Matteo Renzi, premiê da Itália, renunciou neste domingo (4) após a derrota do referendo que havia convocado. “A experiência do meu governo termina aqui”, afirmou.
Eleitores rejeitaram a sua proposta de reformar a Constituição. Não há ainda um resultado definitivo até aqui, mas a contagem nas urnas aponta que mais de 60% dos eleitores votaram pelo “não”.
Em um emotivo discurso à 0h30 local (21h30 em Brasília), Renzi assumiu a responsabilidade pela derrota e afirmou não crer em um modelo “em que todos criticam o sistema por décadas e então não querem mudá-lo”.
A derrota do premiê italiano é uma derrota também para a União Europeia, favorecendo movimentos populistas como o Cinco Estrelas, antissistema, e o Liga Norte, partido contrário à migração.
Matteo Salvini, o líder da Liga Norte, comemorou a vitória do “não” com uma mensagem na rede social Twitter: “Viva Trump e viva Putin”. Marine Le Pen, da extrema direita francesa, também celebrou o “não”.
O premiê italiano havia proposto e defendido a reforma na Constituição, a maior mudança no texto desde a Segunda Guerra (1939-1945).
Com sua ameaça de renunciar no caso de o referendo não ser aprovado, o voto passou a ser visto como uma maneira de punir o governo. O grau da derrota indica a dimensão da insatisfação.
Renzi assumiu o cargo em 2014 como uma promessa política. Mas sua popularidade está em queda devido à persistência dos entraves econômicos, apesar das promessas do governo. O PIB (Produto Interno Bruto) deve crescer 0,8% durante ano.
A crise italiana está relacionada ao restante do continente europeu, onde movimentos contrários ao “establishment” político têm se fortalecido. Um candidato da extrema-direita chegou próximo à Presidência da Áustria neste domingo (4).
O referendo italiano não estava diretamente vinculado à União Europeia. Mas analistas apontam que a vitória do “não” poderia desencadear uma crise política que culminaria em sua saída do bloco, como a votada em junho no Reino Unido.
A União Europeia e sua moeda comum, o euro, são considerados por parte da população italiana como a causa da estagnação econômica e da crise política.
SENADO
Brasileiros com cidadania italiana puderam votar por correio enviando suas cédulas até 1º de dezembro. Estima-se que 30% dos cerca de 400 mil eleitores no Brasil tenham participado do referendo. Havia no total 51 milhões de possíveis eleitores.
Houve campanha pelo voto, como a capitaneada pela ítalo-brasileira Renata Bueno, eleita em 2013 para a Câmara dos Deputados da Itália.
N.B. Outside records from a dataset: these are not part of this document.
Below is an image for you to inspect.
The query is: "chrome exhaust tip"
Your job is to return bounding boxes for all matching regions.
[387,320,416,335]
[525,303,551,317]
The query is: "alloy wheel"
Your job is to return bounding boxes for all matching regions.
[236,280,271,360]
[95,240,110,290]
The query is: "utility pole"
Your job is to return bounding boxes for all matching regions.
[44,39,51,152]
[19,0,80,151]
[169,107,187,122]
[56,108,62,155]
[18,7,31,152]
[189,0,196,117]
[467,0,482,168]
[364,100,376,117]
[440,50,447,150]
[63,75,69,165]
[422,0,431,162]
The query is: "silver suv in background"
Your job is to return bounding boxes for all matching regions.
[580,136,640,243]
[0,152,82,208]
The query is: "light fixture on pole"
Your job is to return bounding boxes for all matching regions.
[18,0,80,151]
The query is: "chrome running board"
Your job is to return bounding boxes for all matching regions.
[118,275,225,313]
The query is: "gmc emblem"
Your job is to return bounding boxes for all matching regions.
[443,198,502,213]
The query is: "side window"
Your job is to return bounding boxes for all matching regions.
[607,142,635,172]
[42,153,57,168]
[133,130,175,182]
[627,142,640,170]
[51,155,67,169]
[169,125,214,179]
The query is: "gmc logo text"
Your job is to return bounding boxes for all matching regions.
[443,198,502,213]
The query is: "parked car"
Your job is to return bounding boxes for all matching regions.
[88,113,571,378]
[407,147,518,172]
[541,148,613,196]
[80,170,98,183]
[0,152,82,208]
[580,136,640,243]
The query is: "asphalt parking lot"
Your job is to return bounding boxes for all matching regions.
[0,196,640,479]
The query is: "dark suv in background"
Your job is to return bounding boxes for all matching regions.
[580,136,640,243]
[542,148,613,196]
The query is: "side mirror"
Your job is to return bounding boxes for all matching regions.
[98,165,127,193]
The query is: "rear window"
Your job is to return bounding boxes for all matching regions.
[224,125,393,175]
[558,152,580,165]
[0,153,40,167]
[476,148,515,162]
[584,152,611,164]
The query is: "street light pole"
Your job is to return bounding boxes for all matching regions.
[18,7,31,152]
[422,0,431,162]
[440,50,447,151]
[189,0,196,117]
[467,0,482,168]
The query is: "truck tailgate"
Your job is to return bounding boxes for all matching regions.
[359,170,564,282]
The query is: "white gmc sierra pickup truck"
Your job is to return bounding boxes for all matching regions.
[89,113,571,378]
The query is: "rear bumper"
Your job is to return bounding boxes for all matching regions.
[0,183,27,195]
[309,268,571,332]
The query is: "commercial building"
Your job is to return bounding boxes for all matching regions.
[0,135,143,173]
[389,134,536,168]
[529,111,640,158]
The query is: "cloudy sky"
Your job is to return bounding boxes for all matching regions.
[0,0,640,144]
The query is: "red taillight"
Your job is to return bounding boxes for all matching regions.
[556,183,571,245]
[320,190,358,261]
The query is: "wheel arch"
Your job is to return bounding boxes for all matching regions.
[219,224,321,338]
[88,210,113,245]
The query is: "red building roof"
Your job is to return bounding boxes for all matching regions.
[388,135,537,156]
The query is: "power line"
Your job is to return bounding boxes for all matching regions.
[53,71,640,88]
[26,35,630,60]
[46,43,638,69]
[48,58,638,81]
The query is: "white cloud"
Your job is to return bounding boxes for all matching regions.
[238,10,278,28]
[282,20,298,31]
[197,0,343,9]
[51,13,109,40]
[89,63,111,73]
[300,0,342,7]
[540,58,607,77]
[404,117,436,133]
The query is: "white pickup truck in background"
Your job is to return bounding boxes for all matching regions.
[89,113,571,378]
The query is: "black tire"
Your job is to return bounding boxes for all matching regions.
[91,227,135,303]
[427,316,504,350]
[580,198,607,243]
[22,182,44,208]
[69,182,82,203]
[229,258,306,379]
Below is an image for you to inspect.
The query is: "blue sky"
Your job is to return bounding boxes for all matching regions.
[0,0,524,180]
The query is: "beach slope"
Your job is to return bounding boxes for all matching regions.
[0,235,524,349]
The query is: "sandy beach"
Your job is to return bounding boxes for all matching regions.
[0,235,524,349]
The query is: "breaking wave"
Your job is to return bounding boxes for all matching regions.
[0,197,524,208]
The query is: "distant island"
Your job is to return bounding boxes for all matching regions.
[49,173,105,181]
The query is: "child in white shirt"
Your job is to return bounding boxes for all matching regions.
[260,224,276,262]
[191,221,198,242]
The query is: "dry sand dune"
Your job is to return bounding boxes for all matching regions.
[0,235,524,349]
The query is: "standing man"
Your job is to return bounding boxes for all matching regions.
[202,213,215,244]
O texto votado no referendo propunha alterações na Constituição tendo em vista simplificar a burocracia do país. Por exemplo, os prazos para a aprovação de leis.
Hoje a Câmara e o Senado têm o mesmo poder na Itália. O governo afirma que a paridade emperra os processos.
Renzi propôs, portanto, que o Senado fosse esvaziado. O número de senadores diminuiria de 315 para 100 e a Casa não poderia, por exemplo, dissolver governos.
O Senado tampouco poderia aprovar leis, tornando-se assim uma espécie de órgão de consulta. Senadores só teriam poder de decisão em casos restritos, como as modificações na Constituição.
Outra mudança proposta pelo premiê era centralizar o poder em Roma, diminuindo a importância de entidades regionais. Esse ponto, em específico, foi bastante criticado como indício de demasiada concentração na capital.
DIVISOR
Movimentos populistas, como o Cinco Estrelas, podem beneficiar-se da insatisfação popular -mesmo que tampouco ofereçam as suas soluções à crise econômica.
Beppe Grillo, líder do Cinco Estrelas, chegou a sugerir que os eleitores votassem a partir do “instinto” e rejeitassem o referendo de Renzi.
“Não adiante eu explicar o referendo para vocês. Vocês não vão entender. Nem eu entendo”, afirmou Grillo.
A ideia de voto por “instinto” era estimulada pela sensação de que o referendo era técnico e complicado.
Apenas 17% da população “conhecia bem” o que estava em discussão no referendo, segundo uma pesquisa divulgada pelo canal italiano Rai. A maior parte (46%) afirmava ter um conhecimento “superficial” do voto.